Have you exhausted your administrative remedies?

When you have a legal issue, there are typically two aspects of your case. There are the "merits" of your claim. This is what most people understand to be your legal issue. The merits of a case are important; if you have some problem that is not really suited for the courts, you may be frustrated by the process and unsatisfied by the results.

If your merits have merit, you also have to approach the case properly and in the appropriate forum and follow the correct procedures. These procedural issues will be handled by your attorney, but you should discuss with them how the case will proceed in order to properly set expectations and prevent misunderstandings as the case moves forward.

A series of cases involving the payment of royalties for gas flared at drilling sites has experienced a setback, after the North Dakota Supreme Court ruled that the mineral rights owners failed to exhaust their administrative remedies in the North Dakota Industrial Commission.

Exhaustion of administrative remedies is typically required because it conserves judicial resources and, in most cases, allows administrative entities with specialized expertise in the matter time to fully develop a factual record of the case and dispose of the matter.
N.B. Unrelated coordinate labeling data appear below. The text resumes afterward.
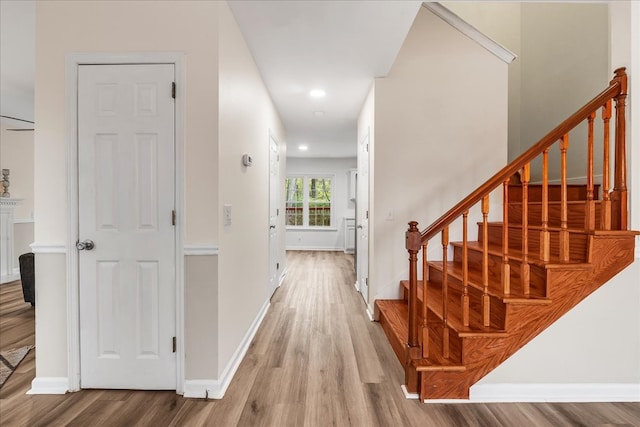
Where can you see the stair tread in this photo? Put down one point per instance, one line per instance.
(454, 317)
(396, 312)
(516, 254)
(550, 228)
(429, 364)
(553, 202)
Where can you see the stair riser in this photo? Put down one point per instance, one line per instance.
(497, 307)
(537, 274)
(577, 241)
(534, 193)
(435, 339)
(575, 215)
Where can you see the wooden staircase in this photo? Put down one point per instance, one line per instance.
(555, 245)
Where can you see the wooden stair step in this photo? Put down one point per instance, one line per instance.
(394, 319)
(454, 317)
(534, 193)
(475, 281)
(515, 255)
(430, 365)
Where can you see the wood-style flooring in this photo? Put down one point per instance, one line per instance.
(317, 360)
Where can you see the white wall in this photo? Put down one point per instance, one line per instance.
(247, 116)
(16, 154)
(440, 131)
(338, 169)
(502, 22)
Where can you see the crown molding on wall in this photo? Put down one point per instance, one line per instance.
(470, 31)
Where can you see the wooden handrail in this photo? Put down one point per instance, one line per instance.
(617, 87)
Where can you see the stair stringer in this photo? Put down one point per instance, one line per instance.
(610, 253)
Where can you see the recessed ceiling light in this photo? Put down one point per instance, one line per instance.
(317, 93)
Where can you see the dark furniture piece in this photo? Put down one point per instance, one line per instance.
(27, 276)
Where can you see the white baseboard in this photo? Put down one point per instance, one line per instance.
(15, 275)
(588, 392)
(215, 389)
(407, 395)
(370, 314)
(49, 385)
(314, 248)
(282, 276)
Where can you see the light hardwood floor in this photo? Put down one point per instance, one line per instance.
(317, 360)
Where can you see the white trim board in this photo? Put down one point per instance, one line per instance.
(48, 248)
(215, 389)
(49, 385)
(512, 393)
(72, 62)
(200, 250)
(314, 248)
(470, 31)
(588, 392)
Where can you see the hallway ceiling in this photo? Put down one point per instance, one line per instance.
(337, 46)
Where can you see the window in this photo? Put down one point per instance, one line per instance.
(308, 201)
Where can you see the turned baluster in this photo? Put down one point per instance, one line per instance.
(506, 268)
(619, 196)
(590, 208)
(486, 306)
(524, 266)
(465, 271)
(544, 233)
(605, 206)
(564, 231)
(425, 324)
(445, 293)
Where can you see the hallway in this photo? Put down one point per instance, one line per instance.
(317, 360)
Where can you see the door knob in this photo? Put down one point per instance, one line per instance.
(86, 245)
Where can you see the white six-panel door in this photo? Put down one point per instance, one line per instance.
(126, 177)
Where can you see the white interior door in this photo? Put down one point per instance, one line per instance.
(362, 219)
(126, 196)
(274, 174)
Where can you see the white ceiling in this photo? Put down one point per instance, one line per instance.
(17, 60)
(338, 46)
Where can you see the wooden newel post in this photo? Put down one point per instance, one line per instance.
(413, 245)
(619, 195)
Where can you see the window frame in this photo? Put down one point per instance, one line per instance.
(306, 178)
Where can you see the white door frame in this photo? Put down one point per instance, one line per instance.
(73, 61)
(274, 256)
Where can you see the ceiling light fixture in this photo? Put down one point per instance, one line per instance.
(317, 93)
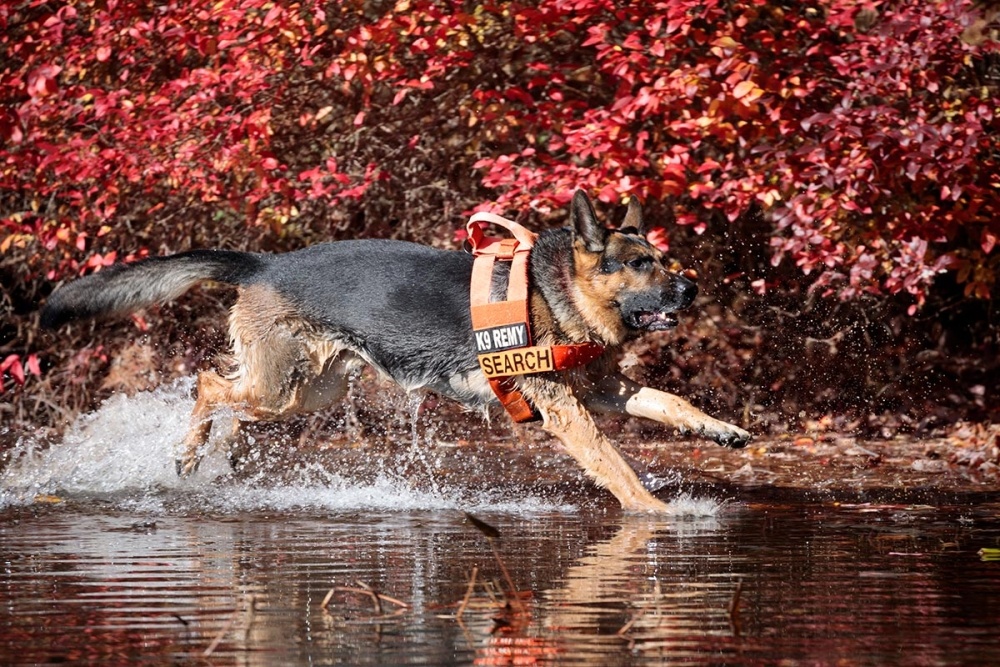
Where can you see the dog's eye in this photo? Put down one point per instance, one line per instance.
(640, 263)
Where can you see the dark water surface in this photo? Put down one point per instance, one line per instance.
(107, 558)
(818, 585)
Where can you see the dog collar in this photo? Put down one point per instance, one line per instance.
(503, 328)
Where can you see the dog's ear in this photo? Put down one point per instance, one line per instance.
(585, 223)
(633, 217)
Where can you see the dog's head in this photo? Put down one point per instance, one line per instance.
(624, 288)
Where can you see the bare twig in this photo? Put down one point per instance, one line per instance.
(468, 594)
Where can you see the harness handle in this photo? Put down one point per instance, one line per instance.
(481, 244)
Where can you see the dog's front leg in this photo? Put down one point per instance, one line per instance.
(617, 394)
(569, 421)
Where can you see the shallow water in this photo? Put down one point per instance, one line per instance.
(107, 558)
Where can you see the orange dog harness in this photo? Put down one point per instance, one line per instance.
(503, 328)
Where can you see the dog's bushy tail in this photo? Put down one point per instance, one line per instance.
(123, 288)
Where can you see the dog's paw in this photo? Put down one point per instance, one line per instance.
(730, 436)
(186, 465)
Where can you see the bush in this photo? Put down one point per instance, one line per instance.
(857, 140)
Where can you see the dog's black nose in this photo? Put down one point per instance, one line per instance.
(686, 290)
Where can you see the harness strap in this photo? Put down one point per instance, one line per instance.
(503, 328)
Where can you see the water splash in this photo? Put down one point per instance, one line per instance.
(124, 453)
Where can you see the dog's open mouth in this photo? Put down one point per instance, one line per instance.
(654, 320)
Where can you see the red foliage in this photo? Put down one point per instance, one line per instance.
(867, 131)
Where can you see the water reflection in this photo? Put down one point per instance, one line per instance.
(818, 584)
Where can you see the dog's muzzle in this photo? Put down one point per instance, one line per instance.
(657, 311)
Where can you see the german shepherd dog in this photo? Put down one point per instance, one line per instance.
(305, 320)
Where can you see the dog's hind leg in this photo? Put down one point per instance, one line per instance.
(214, 391)
(569, 421)
(619, 395)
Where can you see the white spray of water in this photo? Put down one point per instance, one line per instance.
(125, 453)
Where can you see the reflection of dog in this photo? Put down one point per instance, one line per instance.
(305, 319)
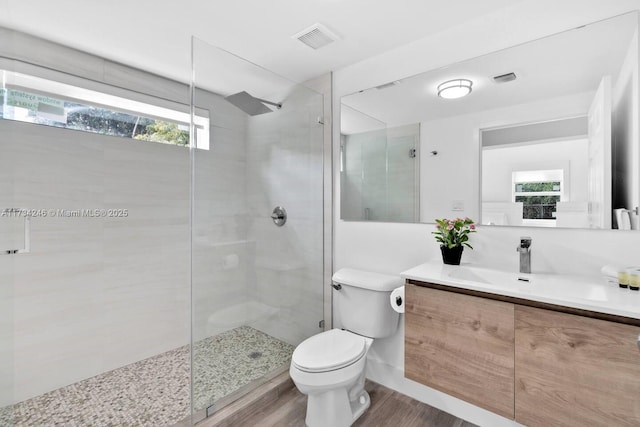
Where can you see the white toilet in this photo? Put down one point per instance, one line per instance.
(330, 367)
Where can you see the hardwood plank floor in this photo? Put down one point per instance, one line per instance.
(388, 408)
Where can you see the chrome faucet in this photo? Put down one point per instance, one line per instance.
(525, 254)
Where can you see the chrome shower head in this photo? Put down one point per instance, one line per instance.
(250, 104)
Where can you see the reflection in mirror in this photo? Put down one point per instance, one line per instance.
(550, 128)
(378, 173)
(537, 175)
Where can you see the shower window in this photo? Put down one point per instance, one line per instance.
(45, 102)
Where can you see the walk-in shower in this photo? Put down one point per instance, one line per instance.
(157, 287)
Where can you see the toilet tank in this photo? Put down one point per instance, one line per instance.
(363, 302)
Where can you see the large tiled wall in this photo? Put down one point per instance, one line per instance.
(95, 293)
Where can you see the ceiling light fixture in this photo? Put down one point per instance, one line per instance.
(456, 88)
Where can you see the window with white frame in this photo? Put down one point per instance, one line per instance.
(35, 100)
(539, 191)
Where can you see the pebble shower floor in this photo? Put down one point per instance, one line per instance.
(155, 391)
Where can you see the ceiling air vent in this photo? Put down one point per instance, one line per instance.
(316, 36)
(503, 78)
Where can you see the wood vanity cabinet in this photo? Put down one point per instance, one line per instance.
(575, 371)
(539, 364)
(461, 345)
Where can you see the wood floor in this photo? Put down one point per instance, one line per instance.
(388, 408)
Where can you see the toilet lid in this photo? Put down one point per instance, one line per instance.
(329, 351)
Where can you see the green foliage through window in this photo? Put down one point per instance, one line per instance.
(45, 110)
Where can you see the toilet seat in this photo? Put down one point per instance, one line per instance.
(329, 351)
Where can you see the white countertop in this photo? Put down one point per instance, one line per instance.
(583, 292)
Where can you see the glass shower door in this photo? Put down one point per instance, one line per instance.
(256, 275)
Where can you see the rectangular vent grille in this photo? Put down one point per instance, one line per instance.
(316, 36)
(503, 78)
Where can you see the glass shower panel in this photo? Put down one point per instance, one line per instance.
(256, 287)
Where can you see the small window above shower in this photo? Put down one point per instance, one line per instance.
(46, 102)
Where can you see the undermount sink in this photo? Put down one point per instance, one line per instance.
(553, 285)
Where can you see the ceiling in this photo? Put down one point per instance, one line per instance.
(569, 63)
(156, 35)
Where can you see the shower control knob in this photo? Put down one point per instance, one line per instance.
(279, 216)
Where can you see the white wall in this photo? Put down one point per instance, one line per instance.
(626, 135)
(392, 248)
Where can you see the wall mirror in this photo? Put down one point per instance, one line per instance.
(547, 135)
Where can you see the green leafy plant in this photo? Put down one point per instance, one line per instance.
(454, 232)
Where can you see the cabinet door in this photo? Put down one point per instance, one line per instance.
(575, 371)
(461, 345)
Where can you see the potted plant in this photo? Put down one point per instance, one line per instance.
(453, 235)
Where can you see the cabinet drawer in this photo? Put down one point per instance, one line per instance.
(461, 345)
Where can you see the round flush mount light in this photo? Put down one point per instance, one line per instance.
(453, 89)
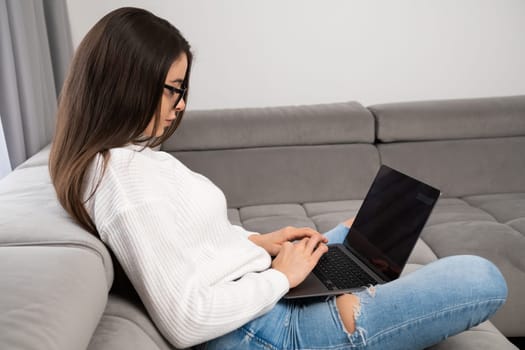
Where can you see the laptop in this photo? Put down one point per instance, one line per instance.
(378, 244)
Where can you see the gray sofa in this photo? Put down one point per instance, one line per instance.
(300, 166)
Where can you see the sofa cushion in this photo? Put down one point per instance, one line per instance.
(32, 215)
(52, 297)
(273, 126)
(301, 174)
(450, 119)
(462, 167)
(508, 208)
(126, 325)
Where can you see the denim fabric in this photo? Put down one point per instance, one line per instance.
(441, 299)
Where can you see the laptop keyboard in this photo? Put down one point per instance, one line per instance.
(337, 271)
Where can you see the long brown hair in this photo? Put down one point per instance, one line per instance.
(112, 91)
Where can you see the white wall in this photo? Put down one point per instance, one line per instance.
(283, 52)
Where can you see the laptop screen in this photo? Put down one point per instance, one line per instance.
(390, 220)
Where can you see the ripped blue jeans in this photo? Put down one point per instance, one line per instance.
(416, 311)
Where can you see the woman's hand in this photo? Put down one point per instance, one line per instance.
(297, 260)
(272, 242)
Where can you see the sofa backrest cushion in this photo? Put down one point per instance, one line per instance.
(450, 119)
(463, 147)
(32, 215)
(281, 154)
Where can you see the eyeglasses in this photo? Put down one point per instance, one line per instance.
(179, 92)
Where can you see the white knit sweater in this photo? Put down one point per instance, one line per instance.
(198, 275)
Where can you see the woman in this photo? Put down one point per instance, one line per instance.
(202, 279)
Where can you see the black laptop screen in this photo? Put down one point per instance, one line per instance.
(389, 221)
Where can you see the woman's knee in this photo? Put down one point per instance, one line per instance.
(477, 274)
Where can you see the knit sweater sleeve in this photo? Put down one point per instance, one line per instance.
(186, 307)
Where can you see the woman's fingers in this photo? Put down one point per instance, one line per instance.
(294, 233)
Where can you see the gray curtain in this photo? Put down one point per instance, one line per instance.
(35, 51)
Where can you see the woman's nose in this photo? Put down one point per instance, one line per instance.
(180, 105)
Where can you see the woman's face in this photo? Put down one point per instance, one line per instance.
(168, 109)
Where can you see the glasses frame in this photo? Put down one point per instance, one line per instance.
(173, 90)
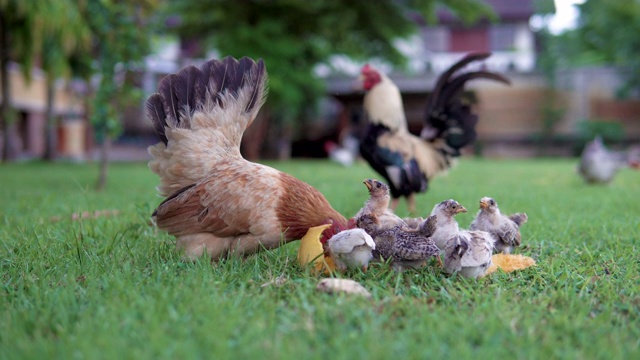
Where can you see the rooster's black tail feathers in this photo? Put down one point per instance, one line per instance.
(447, 117)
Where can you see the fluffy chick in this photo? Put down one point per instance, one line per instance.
(467, 252)
(407, 248)
(351, 249)
(505, 229)
(447, 225)
(378, 206)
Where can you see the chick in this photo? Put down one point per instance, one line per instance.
(413, 223)
(447, 225)
(351, 249)
(467, 252)
(505, 229)
(378, 206)
(406, 247)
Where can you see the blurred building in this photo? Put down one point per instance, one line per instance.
(29, 102)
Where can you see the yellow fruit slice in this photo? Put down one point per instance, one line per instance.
(509, 263)
(311, 252)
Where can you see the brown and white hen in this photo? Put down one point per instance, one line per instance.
(216, 201)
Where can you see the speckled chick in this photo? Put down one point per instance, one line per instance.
(378, 205)
(407, 248)
(505, 229)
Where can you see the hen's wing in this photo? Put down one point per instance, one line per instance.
(203, 207)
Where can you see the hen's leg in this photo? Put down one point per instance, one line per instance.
(194, 245)
(249, 244)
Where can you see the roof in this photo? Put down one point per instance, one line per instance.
(507, 10)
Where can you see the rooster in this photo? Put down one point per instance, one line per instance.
(217, 202)
(407, 161)
(599, 165)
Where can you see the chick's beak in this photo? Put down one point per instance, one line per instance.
(368, 183)
(358, 84)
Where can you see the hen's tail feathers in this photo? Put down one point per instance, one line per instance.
(200, 115)
(203, 89)
(447, 117)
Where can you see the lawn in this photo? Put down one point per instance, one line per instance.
(113, 287)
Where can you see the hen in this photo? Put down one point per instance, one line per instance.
(599, 165)
(407, 161)
(505, 229)
(216, 201)
(467, 252)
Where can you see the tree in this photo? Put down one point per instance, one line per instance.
(607, 35)
(120, 33)
(295, 36)
(30, 30)
(18, 20)
(60, 47)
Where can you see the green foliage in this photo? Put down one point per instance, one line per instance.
(295, 36)
(607, 35)
(611, 132)
(101, 288)
(121, 37)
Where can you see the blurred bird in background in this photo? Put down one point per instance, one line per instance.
(599, 165)
(407, 161)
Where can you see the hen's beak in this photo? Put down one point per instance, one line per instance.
(368, 183)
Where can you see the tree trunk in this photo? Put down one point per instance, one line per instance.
(104, 163)
(50, 152)
(7, 115)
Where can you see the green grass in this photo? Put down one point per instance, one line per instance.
(113, 287)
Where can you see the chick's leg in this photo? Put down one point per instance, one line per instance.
(411, 203)
(394, 203)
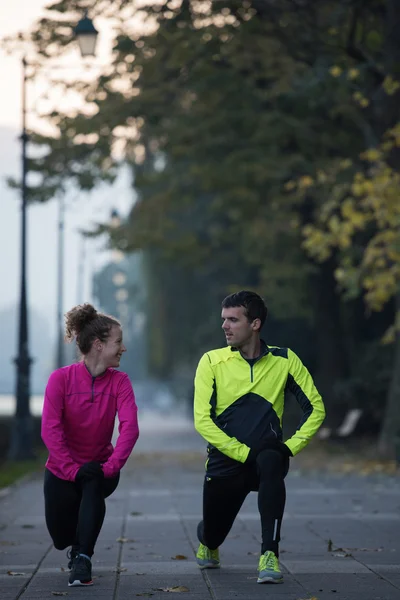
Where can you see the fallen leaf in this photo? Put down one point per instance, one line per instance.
(178, 589)
(6, 543)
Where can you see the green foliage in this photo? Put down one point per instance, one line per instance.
(244, 123)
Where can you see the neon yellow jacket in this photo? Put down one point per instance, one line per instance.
(237, 404)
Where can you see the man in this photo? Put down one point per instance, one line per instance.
(238, 408)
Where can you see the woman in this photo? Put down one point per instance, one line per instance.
(80, 406)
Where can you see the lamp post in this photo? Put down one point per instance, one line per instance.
(21, 435)
(86, 35)
(60, 286)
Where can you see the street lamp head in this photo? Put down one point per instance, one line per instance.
(115, 219)
(86, 34)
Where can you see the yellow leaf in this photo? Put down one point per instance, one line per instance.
(305, 181)
(372, 155)
(390, 85)
(335, 71)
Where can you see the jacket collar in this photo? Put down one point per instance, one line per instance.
(264, 349)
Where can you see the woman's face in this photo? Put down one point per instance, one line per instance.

In the case of the Industrial Commission, the situation is more problematic, as the commission is a relatively political body, consisting of the governor, attorney general and agriculture commissioner.

The parties to the lawsuit had hoped to obtain class status, as that would have made it more economical for the case to proceed. Some are worried that it will cost more to litigate the individual cases that could be recovered.

When considering litigation, you should discuss the matter with your attorney, including the proper forum for the initial claim and calculate the additional complexity, time, cost and likelihood of success in that forum that this may bring to your case.